My focus today is building an organization that can persist through turmoil and remain firmly grounded. For that, we need established roots and clear goals for the future. There are a lot of goals a business like ours can have. We could strive to make the best eCommerce platform or greatest membership tool. We could aim for 100,000 paying customers or we could aim for the largest user base. These are all perfectly fine goals but we've found specific goals like these do not drive nor motivate us in the best way. They're rooted in vanity and don't really matter.
Hitting a milestone of 100,000 installs or $100,000 / month of sales are great achievements that feel great, but in reality they're just numbers. Once we have hit them, what's next? 200,000 and $200,000? Vanity metrics give us targets but they're not goals to be driven by. They're not objectives. For the future of Sandhills Development to be secure, we need clearly defined objectives that guide us.
I don't know precisely what our goals of the future will be, but our last ten years have helped me recognize a few things that are important for us. This has led us to embracing two core tenants: time and freedom
We recognize now more than ever that the single most valuable resource we each have is time. It's not infinite and we must do whatever we can to help our team and our customers gain back more of their time. That means less time in the office, less time running businesses, less time wasted, and more time following our passions, whatever they may be.

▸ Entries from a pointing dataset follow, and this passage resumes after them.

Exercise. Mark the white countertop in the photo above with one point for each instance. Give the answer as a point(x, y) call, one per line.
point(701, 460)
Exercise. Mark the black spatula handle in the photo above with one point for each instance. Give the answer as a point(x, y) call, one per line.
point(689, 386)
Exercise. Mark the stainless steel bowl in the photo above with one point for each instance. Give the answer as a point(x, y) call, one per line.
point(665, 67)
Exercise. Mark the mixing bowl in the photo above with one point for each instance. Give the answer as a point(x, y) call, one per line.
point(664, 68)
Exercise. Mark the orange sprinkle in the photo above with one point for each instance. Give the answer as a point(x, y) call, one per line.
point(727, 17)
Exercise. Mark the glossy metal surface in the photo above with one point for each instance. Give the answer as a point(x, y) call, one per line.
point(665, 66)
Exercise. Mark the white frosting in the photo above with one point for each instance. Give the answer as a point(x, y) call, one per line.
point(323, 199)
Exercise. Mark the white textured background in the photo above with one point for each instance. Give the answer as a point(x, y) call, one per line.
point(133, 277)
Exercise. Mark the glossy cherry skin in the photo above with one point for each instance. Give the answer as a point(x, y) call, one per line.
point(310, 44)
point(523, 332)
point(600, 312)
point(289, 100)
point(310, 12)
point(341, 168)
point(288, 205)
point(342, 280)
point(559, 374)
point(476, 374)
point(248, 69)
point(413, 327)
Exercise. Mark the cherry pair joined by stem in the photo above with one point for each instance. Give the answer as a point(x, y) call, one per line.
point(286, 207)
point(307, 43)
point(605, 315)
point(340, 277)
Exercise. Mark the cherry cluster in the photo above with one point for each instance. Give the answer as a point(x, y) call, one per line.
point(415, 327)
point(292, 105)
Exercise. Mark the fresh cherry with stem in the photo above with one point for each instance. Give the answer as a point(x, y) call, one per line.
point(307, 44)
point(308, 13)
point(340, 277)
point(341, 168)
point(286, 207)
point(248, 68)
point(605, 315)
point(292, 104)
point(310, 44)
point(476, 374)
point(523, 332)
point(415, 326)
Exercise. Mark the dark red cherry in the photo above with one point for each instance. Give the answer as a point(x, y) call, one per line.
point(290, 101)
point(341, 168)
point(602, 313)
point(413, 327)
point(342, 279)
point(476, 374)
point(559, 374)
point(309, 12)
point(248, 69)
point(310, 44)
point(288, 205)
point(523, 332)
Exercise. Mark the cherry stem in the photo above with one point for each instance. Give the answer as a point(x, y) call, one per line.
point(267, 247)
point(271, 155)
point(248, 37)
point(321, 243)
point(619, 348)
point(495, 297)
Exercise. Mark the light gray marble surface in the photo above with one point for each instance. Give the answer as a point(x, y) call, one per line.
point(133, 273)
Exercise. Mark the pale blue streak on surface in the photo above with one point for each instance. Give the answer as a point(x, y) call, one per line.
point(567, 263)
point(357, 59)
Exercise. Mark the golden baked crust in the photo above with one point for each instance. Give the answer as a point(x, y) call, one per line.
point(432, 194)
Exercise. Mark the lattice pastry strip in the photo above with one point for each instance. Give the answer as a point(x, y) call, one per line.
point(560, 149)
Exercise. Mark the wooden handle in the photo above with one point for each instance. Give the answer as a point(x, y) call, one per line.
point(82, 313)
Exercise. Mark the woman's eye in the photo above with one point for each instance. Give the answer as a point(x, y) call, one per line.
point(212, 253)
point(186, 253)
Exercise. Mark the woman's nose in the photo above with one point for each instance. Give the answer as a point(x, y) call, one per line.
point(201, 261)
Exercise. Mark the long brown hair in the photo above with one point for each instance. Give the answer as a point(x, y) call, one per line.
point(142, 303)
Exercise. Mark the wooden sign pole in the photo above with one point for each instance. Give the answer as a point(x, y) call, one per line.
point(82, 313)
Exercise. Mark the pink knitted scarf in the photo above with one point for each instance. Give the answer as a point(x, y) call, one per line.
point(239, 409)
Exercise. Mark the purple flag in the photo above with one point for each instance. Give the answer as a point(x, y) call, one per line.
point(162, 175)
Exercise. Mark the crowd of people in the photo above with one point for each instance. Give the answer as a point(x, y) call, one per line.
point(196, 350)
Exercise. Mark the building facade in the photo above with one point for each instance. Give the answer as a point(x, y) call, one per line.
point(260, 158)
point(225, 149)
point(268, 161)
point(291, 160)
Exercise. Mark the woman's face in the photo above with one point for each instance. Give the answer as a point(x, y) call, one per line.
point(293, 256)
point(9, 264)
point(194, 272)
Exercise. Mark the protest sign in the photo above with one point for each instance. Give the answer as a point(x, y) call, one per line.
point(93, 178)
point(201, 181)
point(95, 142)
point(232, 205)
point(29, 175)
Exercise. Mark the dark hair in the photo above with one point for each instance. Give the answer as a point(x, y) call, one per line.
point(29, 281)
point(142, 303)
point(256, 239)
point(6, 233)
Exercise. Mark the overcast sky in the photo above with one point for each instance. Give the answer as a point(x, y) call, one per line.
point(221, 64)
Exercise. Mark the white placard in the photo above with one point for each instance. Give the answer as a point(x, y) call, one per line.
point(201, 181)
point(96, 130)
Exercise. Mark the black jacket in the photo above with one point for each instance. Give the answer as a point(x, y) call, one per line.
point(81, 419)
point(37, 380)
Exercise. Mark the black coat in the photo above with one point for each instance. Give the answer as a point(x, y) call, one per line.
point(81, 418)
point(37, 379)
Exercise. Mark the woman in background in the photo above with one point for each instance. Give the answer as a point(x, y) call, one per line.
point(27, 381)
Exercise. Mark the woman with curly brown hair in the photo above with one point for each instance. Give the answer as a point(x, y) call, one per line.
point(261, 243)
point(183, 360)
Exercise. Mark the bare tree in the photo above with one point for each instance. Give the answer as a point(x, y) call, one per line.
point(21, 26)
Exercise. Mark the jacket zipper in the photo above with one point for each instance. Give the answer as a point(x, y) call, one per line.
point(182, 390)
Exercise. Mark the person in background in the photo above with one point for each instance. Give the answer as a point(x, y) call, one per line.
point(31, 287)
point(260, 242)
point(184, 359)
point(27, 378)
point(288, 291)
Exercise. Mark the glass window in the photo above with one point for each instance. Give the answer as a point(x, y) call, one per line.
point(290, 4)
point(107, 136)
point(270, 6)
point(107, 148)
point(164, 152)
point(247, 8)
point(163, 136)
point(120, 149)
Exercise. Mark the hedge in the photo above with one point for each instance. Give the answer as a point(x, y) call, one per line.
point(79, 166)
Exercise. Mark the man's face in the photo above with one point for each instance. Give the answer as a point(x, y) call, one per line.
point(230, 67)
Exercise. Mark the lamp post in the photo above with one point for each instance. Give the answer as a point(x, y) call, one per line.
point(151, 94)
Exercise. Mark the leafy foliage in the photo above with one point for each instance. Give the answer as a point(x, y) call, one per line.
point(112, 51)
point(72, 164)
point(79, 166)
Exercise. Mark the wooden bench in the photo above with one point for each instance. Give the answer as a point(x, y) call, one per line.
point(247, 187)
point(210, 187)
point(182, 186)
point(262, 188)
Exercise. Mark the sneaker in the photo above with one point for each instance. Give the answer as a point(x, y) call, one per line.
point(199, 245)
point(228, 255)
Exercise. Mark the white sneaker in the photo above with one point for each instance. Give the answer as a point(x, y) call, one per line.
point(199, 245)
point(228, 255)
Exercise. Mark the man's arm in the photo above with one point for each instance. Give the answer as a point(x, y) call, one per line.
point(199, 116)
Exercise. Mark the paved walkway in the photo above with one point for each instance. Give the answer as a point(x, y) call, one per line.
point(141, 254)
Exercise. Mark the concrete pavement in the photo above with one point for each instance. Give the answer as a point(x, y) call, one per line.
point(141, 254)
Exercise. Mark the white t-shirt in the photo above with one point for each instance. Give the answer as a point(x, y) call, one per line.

Personal freedom that lets each of us make the best use of the time we have must be protected. Our goal as a business should be to enable as many freedoms as possible. Freedom to choose when and how to work. Freedom to choose when not to work. Freedom to choose family, friends, and life over work.
We have reached a point where we can be very intentional about choosing what is important to us, and the freedom to use our limited time in the best ways possible is at the top of our priority list.
The last two years for me have largely been focused on re-learning what it means to lead an organization and discovering what it takes to ensure Sandhills Development remains strong through the next decade. I've made a lot of mistakes but with the help of my team, we've made it through them all. Each time it's been a learning experience that digs our roots a little deeper, making us stronger.
So long as we keep laying down roots, we will be okay.